Almost 400 boisterous and vocal Democrats overflowed the county commissioners’ chambers in Eagle and change ” locally and nationally ” was one of the common themes.
“Two words: fed up. That’s why there’s so many people here,” said caucus-goer John Hartley, of Eagle Ranch.
“This is the first time that I have … felt this inspired and hopeful” since John F. Kennedy, Katha Hartley said about Barack Obama. “These are the kind of crowds JFK inspired.”
Obama seemed to have inspired the most Eagle County Democrats, as they voted nearly 3-1 in favor of the Illinois senator over fellow front-runner Sen. Hillary Clinton.
At final count, Obama took 414 Eagle County Democratic delegates, Clinton had 150, nine people remained uncommitted, and Mike Gravel had one caucus supporter.
Veteran caucus-goer Stephen Richards, of Eagle, said the “overwhelming turnout” was because of the displeasure with the current administration.
“I think George Bush has done this for us,” he said.
It was the first caucus for Karen Shaw, of Edwards, who supported Clinton. Part of her reason for attending was because of her “deep disappointment in the current administration.”
Eagle County Democrats co-chair New New Wallace revved up the crowd by listing the local positions that have changed political hands to Democrats recently: governor, and seats in the state Legislature seats and the Eagle County Board of Commissioners.
“What we’re seeing here tonight reflects a change in Eagle County,” Wallace told the crowd in her opening remarks.
“Being liberal was a bad word; being Democratic was a bad word” in Eagle County in the past, she said later.
She also attributed the high turnout to Colorado’s earlier caucus date. Often in the past, Eagle County would caucus after the candidate was chosen, which discouraged many people from attending.

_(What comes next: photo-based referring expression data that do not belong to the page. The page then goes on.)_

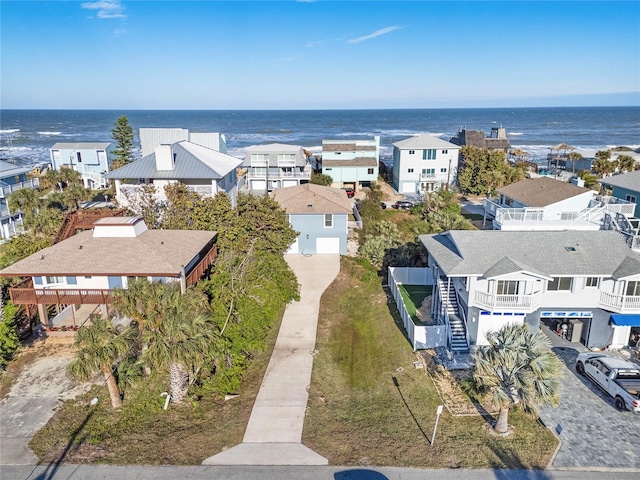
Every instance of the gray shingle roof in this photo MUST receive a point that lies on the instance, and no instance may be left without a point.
(424, 141)
(191, 161)
(630, 181)
(478, 252)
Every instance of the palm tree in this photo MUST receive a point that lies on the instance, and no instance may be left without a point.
(517, 367)
(626, 163)
(101, 347)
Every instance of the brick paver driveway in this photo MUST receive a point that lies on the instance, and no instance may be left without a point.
(594, 433)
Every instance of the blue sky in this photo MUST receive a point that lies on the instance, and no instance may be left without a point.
(137, 54)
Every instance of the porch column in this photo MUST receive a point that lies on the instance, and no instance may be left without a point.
(43, 315)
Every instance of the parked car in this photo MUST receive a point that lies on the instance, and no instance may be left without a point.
(617, 377)
(402, 205)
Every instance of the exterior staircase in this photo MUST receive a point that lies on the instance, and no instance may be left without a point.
(453, 315)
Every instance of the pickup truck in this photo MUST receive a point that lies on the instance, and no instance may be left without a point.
(617, 377)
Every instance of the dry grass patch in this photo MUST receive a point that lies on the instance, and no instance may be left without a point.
(368, 405)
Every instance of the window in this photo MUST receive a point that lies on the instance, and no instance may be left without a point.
(508, 287)
(633, 288)
(592, 282)
(51, 280)
(429, 154)
(560, 283)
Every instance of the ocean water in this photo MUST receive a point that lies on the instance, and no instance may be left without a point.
(26, 135)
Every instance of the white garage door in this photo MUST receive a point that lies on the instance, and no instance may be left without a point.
(327, 245)
(408, 187)
(294, 247)
(258, 184)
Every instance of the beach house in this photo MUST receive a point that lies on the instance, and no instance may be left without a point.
(12, 178)
(78, 274)
(275, 165)
(351, 162)
(424, 163)
(202, 169)
(150, 138)
(583, 284)
(625, 186)
(321, 216)
(89, 159)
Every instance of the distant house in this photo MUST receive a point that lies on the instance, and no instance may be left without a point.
(80, 273)
(423, 164)
(320, 214)
(150, 138)
(625, 186)
(89, 159)
(275, 165)
(351, 162)
(586, 280)
(201, 169)
(12, 179)
(497, 139)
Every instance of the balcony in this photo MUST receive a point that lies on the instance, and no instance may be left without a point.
(514, 303)
(620, 303)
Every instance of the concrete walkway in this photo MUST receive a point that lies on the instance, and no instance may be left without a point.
(274, 432)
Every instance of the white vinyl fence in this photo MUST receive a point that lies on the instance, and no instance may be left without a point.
(421, 336)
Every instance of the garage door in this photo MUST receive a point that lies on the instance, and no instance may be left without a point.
(294, 247)
(258, 184)
(327, 245)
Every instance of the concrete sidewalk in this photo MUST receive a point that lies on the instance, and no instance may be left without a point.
(274, 432)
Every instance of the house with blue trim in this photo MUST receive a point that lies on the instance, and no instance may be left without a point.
(321, 216)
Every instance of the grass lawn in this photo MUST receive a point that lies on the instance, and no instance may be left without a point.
(368, 405)
(141, 433)
(413, 296)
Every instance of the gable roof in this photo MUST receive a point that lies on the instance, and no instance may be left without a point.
(151, 253)
(541, 192)
(630, 181)
(544, 253)
(191, 161)
(424, 141)
(311, 198)
(81, 145)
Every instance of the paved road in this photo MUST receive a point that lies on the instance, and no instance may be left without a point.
(104, 472)
(593, 432)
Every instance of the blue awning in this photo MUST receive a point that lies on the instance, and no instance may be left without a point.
(625, 320)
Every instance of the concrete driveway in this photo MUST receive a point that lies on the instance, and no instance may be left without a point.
(593, 432)
(31, 403)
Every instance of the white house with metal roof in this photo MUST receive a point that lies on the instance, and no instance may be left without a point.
(548, 204)
(351, 162)
(275, 165)
(89, 159)
(586, 280)
(201, 169)
(12, 178)
(424, 163)
(85, 268)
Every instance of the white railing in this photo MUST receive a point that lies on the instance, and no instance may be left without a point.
(622, 303)
(7, 190)
(528, 302)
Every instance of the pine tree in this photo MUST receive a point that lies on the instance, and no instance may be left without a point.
(122, 133)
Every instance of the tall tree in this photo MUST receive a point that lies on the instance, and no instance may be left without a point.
(517, 367)
(101, 347)
(122, 133)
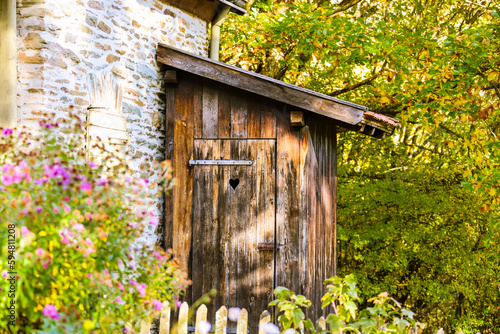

“Here, your vote counts,” Wallace said.
John Odell, of Gypsum, hadn’t attended a caucus before because it had little significance. “The first one’s going to be worthwhile,” he said of his vote. “I’ve always been interested in the whole process … as long as it’s relevant.”
As for the process, Odell said he could have used “a lot more information before the caucuses” instead of trying to wade through pages of instructions on the spot.
Richards said the process was still pretty smooth despite what he counted as about a threefold increase in attendees in his precinct from previous years. And despite the paperwork, “you make it up and go along, and usually it works out just fine,” he said.
Shaw said she felt like she knew the candidates and their positions but was a little let down by the caucus process.
“It wasn’t very focused,” she said of her precinct group. “There was no discussion.”
While Democrats showed their support Tuesday, keeping the momentum will be somewhat tougher. Despite an emerging Democratic interest and stronger party leadership in the county, local liberals still need precinct captains who will follow through to Election Day.
Precinct captains volunteer for such tasks as providing campaign support to local and regional candidates, keeping Democrats interested in the ongoing political process and getting out the vote.
“The thing that wins votes in Eagle County is knocking on doors ” (state Sen.) Dan Gibbs proved that,” Wallace said.
Next for local Democrats is the county assembly at 6 p.m., Feb. 25, in the County Building to pick state delegates, who will then go to the national convention in Denver.
Wallace said she wasn’t sure having the Democratic National Convention had any effect on the precinct caucus because of the slim chance delegates have of actually being chosen to represent Colorado Democrats at the national convention.